The minimizing value of $b \in [5, 30]$ for a fixed $x \in [0, 1]$ is given by $$b = \begin{cases} 30, \text{ if } x < \frac{1}{30} \\ \frac{\lceil 5x \rceil}{x} - \epsilon, \text{ if } \frac{1}{30} \le x \le 1 \end{cases}$$ where $\epsilon > 0$ is a small positive number, e.g. $\epsilon = 0.000001$ (more on that below: strictly speaking this function has no minimum when $x \ge \frac{1}{30}$)

Explanation:

This function is a great example of why gradient descent does not always work. Take $x = 1/2$ and look at the graph of $y$:

enter image description here

Notice that the gradient (derivative) is always negative when it exists, and hence if we take a gradient descent step (following the direction of the negative gradient), we will take a step to the right. With a fixed step size and restricted to the domain $[5, 30]$, gradient descent will converge to $b = 30$, which is obviously not the minimizer for this particular $x$. A "smoothed" version of the function like you were considering will still be "sawtooth-shaped" and have multiple basins of attraction for gradient descent, making convergence highly dependent on the parameters (step-size, stopping criteria, smoothing method, etc.) and initialization.

Luckily, this problem can be solved analytically without the need for numerical optimization techniques. Take $x$ to be a fixed value in $[0, 1]$ and let

$$y_x (b) = \frac{\lfloor x b \rfloor + 0.5}{b}.$$

If $0 \le x < \frac{1}{30}$, then $0 \le xb < 1$ and hence $\lfloor x b \rfloor = 0$ and $y_x (b) = \frac{0.5}{b}$ which is a decreasing function, and is hence minimized at the right endpoint of the domain, i.e. $b = 30$.

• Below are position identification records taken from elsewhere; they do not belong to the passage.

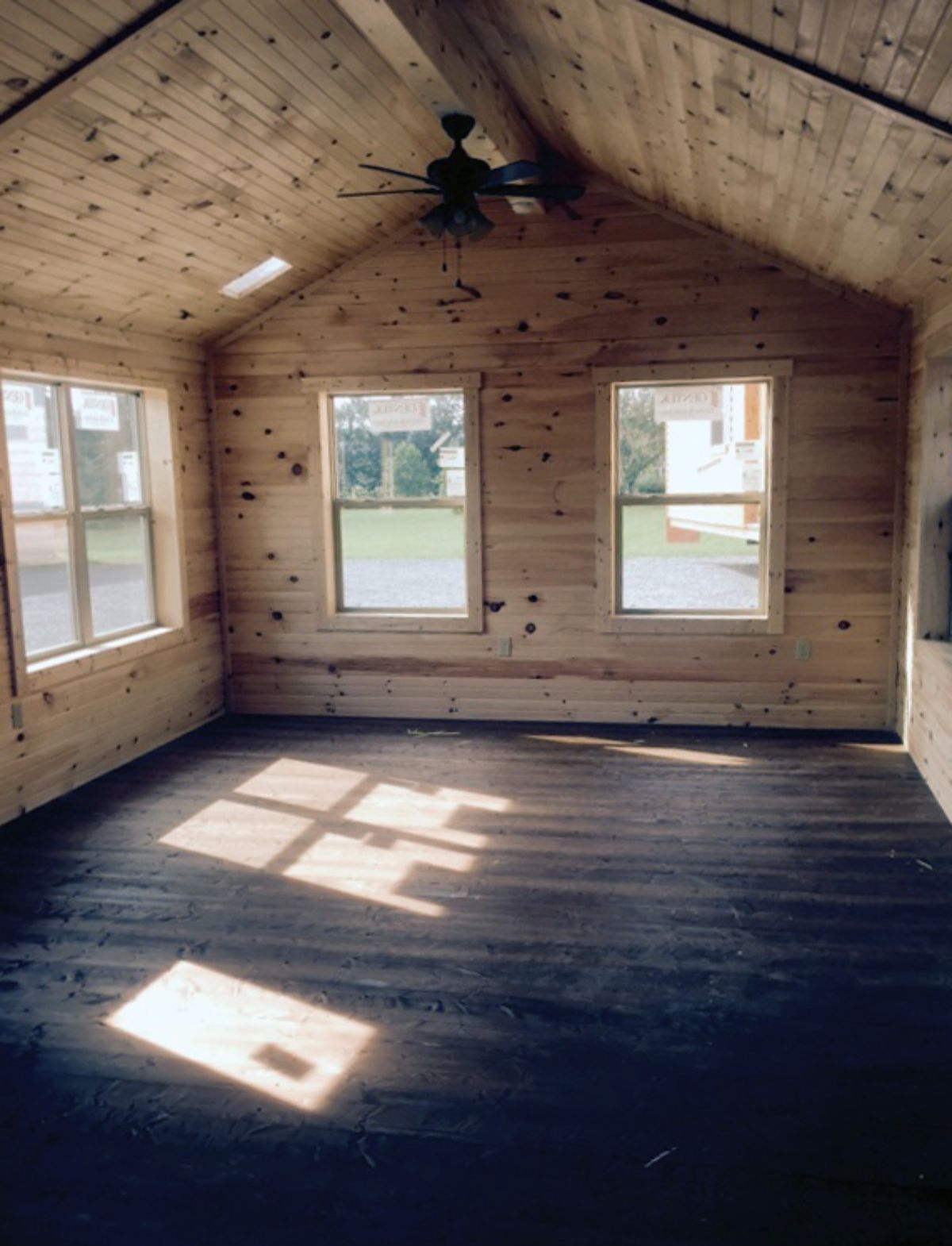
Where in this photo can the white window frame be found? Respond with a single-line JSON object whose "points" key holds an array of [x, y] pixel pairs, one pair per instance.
{"points": [[331, 612], [162, 506], [76, 516], [611, 505]]}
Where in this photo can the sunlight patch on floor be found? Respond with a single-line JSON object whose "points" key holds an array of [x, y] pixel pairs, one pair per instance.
{"points": [[369, 872], [238, 833], [292, 810], [425, 813], [305, 784], [278, 1046]]}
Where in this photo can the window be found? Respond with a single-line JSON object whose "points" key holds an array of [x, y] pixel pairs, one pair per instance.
{"points": [[400, 513], [80, 516], [690, 531]]}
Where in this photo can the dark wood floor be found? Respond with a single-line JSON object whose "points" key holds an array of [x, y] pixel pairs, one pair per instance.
{"points": [[661, 987]]}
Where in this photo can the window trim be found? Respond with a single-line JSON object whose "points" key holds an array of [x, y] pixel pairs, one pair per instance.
{"points": [[331, 616], [165, 505], [608, 511], [76, 516]]}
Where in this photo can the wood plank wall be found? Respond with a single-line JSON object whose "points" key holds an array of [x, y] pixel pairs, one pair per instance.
{"points": [[925, 657], [548, 298], [94, 723]]}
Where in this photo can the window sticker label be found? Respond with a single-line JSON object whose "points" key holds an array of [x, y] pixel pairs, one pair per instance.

When $x \ge 1/30$, there will be at least one discontinuity. Intuitively, when $\lfloor x b \rfloor$ has a fixed value, $y_x$ is decreasing, so $y_x$ is decreasing almost everywhere. The only places where $y_x$ increases is at the discontinuities, thus the minimizer (by minimizer I mean the $b$-value that obtains the minimum) must be at one of the right endpoints of the intervals where $y_x$ is continuous. Unfortunately, this function is actually right-continuous, so the apparent local minima on the graph are not actually on the graph (if I could graph open circles at the local minimum points I would: the filled-in circles would be at the local maximum points). For this reason, the minimum does not exist, but we can still find an approximate minimum. The $b$-coordinates of the would-be minima (meaning a limit point of the graph that is not included in the graph but would be a minimum if included) are where $x b$ is a positive integer $n \in \mathbb{N}$, hence $b = n/x$. This is now a sequence, and let's denote it by $b_n$ and denote the sequence of would-be local minimum $y$-values by $y_n$. Note that $y_n$ is increasing because $$ y_n = \frac{\lfloor x (n/x) \rfloor_- + 0.5}{n/x} = \frac{n - 1 + 0.5}{n/x} = x - \frac{x}{2n} $$ where $\lfloor \cdot \rfloor_-$ is the left-continuous analogue of the floor function. Thus the would-be minimum value is the left-most would-be local minimum value in the domain $[5, 30]$. Therefore, the would-be minimizer is given by $n/x$ where $n$ is the smallest number such that $n/x \ge 5$, which implies that $n = \lceil 5x \rceil$, and hence $b = \frac{\lceil 5x \rceil}{x}$.

As a quick sanity check, using the value $x = 1/2$ to match the graph above, this comes out to be $b = \frac{\lceil 5/2 \rceil}{1/2} = 6$ which exactly matches the would-be minimizer we see in the graph. Remember that this is a would-be (meaning a limit point of the graph that is not included in the graph) minimum. If you forget and plug in $b = 6$, you will get $y_{1/2} (6) = 3.5/6 = 0.58\overline{3}$ which is actually the maximum of the function. Instead, pick $\epsilon = 0.000001$ or something like that and plug in $y_{1/2} (5.999999) = 2.5/6 = 0.41\overline{6}$ which corresponds to the would-be minimum of the graph above.